Une fausse bonne idée ? La possibilité, pour l’exécutif, de rendre obligatoire la dispensation à l’unité des médicaments en rupture, n’a pas reçu le feu vert du Sénat. Dans la nuit du 16 au 17 novembre 2023, l’hémicycle a adopté deux amendements identiques, de la commission des affaires sociales, et du groupe socialiste, retirant cette disposition du projet de loi de financement de la Sécurité sociale (PLFSS) pour 2024.
« Quand vous n’avez plus de médicaments, ça peut être un peu compliqué de distribuer à l’unité », a fait valoir la rapporteure Corinne Imbert (LR). Au -delà de cette remarque évidente, la sénatrice a rappelé l’impossibilité de diviser des médicaments pédiatriques commercialisés sous forme de sirop, ou les solutions injectables, qui concentrent le plus grand nombre de pénuries. La sénatrice, pharmacienne de profession, a également noté dans son rapport que le conditionnement à l’unité n’aurait pas grand sens pour les traitements chroniques, qui supposent une prise régulière du médicament. Le conditionnement des médicaments antibiotiques serait, quant à lui, déjà bien adapté.
La sénatrice PS Émilienne Poumirol a mis en avant d’autres contraintes matérielles dans les officines, mais également les risques sanitaires, en cas d’erreur du patient. « Il apparaît que la chaîne du médicament en France n’est pas prête pour mettre en place de nouveaux modes de délivrance. » La découpe des comprimés en blister et la copie de la notice alourdiraient le travail des pharmaciens. La commission d’enquête sénatoriale sur les pénuries de médicament avait déjà identifié ces freins.

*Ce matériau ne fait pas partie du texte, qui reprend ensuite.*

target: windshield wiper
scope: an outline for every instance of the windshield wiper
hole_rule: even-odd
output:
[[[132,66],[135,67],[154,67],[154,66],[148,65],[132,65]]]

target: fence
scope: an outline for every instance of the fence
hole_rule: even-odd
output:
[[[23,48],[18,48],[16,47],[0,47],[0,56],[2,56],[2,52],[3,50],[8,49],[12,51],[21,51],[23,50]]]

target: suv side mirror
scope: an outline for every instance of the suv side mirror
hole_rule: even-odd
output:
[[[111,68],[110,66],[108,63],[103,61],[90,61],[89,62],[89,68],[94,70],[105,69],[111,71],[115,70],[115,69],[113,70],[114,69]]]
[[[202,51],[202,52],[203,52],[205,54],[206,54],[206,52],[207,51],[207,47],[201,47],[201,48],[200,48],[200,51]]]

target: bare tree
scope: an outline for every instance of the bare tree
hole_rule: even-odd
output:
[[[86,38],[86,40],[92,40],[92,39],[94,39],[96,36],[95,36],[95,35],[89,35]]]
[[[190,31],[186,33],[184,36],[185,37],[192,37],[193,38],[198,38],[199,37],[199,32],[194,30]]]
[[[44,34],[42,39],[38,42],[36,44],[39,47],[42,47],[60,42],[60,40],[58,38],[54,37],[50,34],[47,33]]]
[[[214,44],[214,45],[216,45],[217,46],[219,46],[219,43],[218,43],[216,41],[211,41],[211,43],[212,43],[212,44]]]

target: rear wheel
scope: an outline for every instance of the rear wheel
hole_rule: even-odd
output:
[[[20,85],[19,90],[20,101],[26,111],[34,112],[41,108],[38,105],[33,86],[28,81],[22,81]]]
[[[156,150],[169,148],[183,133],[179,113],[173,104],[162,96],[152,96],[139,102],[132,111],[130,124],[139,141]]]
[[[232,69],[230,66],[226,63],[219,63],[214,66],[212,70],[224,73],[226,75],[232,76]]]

Un gain « très marginal » contre des risques
« Ce qui m’importe c’est la traçabilité et les risques iatrogènes [maladies dues à un acte médical ou des médicaments] », a-t-elle particulièrement insisté. « Plus de 10 000 personnes meurent en France chaque année des effets iatrogènes et il y a 130 000 hospitalisations à cause d’une mauvaise utilisation des médicaments. » Bref, « le gain qu’on pourrait obtenir par la délivrance à l’unité est vraiment très très marginal, mais présente par contre des risques. »

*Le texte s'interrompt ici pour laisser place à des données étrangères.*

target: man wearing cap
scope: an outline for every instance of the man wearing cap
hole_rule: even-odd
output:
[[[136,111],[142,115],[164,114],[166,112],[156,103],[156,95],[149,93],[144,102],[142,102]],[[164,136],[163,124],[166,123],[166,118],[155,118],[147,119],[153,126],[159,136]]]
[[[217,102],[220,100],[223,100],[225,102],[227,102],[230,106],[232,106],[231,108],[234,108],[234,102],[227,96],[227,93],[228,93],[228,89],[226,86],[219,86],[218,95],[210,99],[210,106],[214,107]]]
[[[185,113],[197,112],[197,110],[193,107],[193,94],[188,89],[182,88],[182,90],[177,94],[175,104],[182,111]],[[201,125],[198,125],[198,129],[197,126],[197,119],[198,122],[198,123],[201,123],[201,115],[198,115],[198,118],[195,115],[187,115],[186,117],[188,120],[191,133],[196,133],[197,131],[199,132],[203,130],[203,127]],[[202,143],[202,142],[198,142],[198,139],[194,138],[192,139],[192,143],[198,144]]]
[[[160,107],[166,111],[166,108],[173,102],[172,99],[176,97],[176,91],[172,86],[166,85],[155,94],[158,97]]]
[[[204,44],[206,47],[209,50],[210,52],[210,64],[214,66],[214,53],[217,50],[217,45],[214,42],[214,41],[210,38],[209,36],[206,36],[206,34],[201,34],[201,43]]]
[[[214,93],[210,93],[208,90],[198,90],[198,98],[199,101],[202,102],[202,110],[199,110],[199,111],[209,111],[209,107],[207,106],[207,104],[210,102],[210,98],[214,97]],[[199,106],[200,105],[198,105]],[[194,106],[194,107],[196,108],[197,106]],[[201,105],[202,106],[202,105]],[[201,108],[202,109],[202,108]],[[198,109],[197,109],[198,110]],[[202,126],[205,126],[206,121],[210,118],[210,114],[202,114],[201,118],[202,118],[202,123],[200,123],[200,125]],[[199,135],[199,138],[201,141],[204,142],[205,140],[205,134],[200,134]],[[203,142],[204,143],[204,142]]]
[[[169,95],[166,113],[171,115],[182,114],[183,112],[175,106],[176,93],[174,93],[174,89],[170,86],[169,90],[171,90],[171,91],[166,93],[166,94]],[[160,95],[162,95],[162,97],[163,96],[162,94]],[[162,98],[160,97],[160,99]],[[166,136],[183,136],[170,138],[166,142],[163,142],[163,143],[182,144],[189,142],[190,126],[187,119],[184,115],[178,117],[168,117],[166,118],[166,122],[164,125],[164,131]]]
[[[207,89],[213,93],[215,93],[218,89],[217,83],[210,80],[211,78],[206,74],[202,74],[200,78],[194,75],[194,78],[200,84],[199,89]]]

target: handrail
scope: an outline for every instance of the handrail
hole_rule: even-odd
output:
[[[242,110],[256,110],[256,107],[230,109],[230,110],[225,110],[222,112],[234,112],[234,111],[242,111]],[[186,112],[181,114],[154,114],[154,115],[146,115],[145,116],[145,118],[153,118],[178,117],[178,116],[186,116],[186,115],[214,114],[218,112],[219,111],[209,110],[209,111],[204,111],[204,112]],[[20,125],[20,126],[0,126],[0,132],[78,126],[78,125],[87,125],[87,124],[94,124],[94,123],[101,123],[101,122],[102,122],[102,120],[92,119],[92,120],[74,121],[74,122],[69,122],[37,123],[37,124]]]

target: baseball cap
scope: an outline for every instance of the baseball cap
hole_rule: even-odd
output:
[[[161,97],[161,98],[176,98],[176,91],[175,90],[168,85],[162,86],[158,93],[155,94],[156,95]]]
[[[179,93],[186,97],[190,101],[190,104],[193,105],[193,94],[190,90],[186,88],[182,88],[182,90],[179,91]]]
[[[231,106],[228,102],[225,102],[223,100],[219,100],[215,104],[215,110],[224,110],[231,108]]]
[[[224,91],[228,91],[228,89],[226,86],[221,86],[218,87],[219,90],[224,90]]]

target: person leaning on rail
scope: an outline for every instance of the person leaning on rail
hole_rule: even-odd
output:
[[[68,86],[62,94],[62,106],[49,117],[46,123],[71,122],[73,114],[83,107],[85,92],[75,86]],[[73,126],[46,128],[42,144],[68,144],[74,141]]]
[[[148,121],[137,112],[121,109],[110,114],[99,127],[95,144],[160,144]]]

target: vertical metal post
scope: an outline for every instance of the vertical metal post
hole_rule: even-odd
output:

Le ministre de la Santé Aurélien Rousseau a indiqué qu’il comprenait ces réserves mais qu’il était important de « monter qu’on essaye d’utiliser différents leviers » contre la pénurie. « C’est plutôt un signal à envoyer qu’une obligation. J’admets que la rédaction est plus martiale que la réalité. »
« Des pays y parviennent beaucoup plus que nous, mais ça supposerait d’embarquer beaucoup plus en amont les industriels », a-t-il admis.